Его первый номер был своего рода экспериментом. Возможно, в конце концов, идея не подошла бы читателям Atlantic Monthly.

«Режьте, кромсайте, отвергайте, обращайтесь с ним совершенно свободно», — писал он и ждал результата.

«Результатом» стало то, что Хоуэллс выразил свой восторг:

Статья о Миссисипи — просто капитал. Она почти сделала воду в нашем кувшине со льдом мутной, пока я читал ее. Не думаю, что буду сильно вмешиваться в нее, даже в виде предложений. Очерк о захолустном городишке был так хорош, что мне хотелось бы, чтобы его было больше. Мне нужны эти очерки, если вы сможете их писать, каждый месяц.

Марк Твен теперь был по-настоящему заинтересован в этой новой литературной затее. Он был буквально пропитан воспоминаниями. Он писал на тему, которая была ближе всего его сердцу. Через десять дней он сообщил, что закончил три статьи и начал четвертую.
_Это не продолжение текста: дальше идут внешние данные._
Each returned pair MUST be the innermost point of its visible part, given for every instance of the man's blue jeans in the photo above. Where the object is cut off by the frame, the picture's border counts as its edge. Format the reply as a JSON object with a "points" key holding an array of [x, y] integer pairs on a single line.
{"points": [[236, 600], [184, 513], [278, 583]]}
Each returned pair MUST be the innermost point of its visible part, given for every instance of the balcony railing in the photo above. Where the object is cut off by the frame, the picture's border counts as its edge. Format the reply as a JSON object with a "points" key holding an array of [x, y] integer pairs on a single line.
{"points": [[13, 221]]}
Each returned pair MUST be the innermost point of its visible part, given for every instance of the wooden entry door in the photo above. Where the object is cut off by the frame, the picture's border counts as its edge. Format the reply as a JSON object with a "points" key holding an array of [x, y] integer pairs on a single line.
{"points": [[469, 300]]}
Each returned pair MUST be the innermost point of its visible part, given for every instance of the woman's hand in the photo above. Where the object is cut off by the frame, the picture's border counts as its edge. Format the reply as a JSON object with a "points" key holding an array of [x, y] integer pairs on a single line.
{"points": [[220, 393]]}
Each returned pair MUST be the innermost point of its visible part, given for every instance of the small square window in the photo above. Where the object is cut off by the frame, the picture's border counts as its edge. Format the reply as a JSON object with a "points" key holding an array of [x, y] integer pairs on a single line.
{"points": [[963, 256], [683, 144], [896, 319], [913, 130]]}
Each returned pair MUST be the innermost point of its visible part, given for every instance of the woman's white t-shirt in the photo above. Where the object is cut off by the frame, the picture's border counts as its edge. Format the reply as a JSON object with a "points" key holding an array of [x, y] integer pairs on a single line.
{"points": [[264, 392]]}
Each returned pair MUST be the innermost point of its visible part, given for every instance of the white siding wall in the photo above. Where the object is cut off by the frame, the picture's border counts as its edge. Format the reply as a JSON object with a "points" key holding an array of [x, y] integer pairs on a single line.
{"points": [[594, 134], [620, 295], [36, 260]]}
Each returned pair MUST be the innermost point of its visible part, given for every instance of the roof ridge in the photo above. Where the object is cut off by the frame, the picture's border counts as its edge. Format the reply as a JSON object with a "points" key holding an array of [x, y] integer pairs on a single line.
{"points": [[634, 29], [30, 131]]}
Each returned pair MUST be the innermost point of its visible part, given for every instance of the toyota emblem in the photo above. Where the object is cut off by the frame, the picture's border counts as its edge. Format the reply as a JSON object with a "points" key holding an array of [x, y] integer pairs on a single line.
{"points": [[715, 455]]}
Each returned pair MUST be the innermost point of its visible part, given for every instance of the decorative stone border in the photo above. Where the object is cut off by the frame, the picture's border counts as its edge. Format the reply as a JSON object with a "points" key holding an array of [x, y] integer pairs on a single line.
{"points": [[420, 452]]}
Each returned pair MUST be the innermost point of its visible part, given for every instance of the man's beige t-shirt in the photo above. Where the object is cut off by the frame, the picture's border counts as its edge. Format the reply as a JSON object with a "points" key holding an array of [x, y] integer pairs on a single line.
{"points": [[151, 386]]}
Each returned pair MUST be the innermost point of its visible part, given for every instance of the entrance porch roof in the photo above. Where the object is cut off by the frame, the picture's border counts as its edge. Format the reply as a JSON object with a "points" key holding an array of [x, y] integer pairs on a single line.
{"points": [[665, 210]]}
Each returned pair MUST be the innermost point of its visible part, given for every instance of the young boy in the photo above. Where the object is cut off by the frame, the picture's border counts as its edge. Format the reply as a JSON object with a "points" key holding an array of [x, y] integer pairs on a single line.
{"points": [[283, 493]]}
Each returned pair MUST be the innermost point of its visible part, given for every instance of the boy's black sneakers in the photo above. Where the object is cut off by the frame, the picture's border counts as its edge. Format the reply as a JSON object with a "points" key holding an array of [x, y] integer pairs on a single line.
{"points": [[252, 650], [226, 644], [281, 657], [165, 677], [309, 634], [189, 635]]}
И все же до сих пор я говорил только о лоцманстве как о науке, и сомневаюсь, что когда-нибудь выйду за пределы этой части моей темы. Да я и не хочу. Любой дурак может писать о старых днях на Миссисипи пятисот разных видов, но я единственный человек на свете, который может строчить о лоцманстве того времени, и никто еще не пытался строчить об этом. Его новизна радует меня все время, и это едва ли не единственная новая тема, о которой я знаю.

Вскоре он стал настолько полон энтузиазма, что захотел взять Хоуэллса с собой в поездку вниз по Миссисипи, в компании их жен, чтобы снова пройти по старым местам и получить достаточно дополнительного материала для книги. Хоуэллс был вполне согласен — фактически, согласился поехать, — но ему было трудно вырваться. Он начал оттягивать время и в конце концов пошел на попятную. Клеменс пытался вовлечь в поездку Осгуда, но безуспешно; также Джона Хэя, но у Хэя в доме как раз тогда появился новорожденный — «трех дней от роду, с голосом бесценным», — сказал он, предлагая это в качестве оправдания для отказа. Так что план повторного посещения реки и завершения книги был отложен почти на семь лет.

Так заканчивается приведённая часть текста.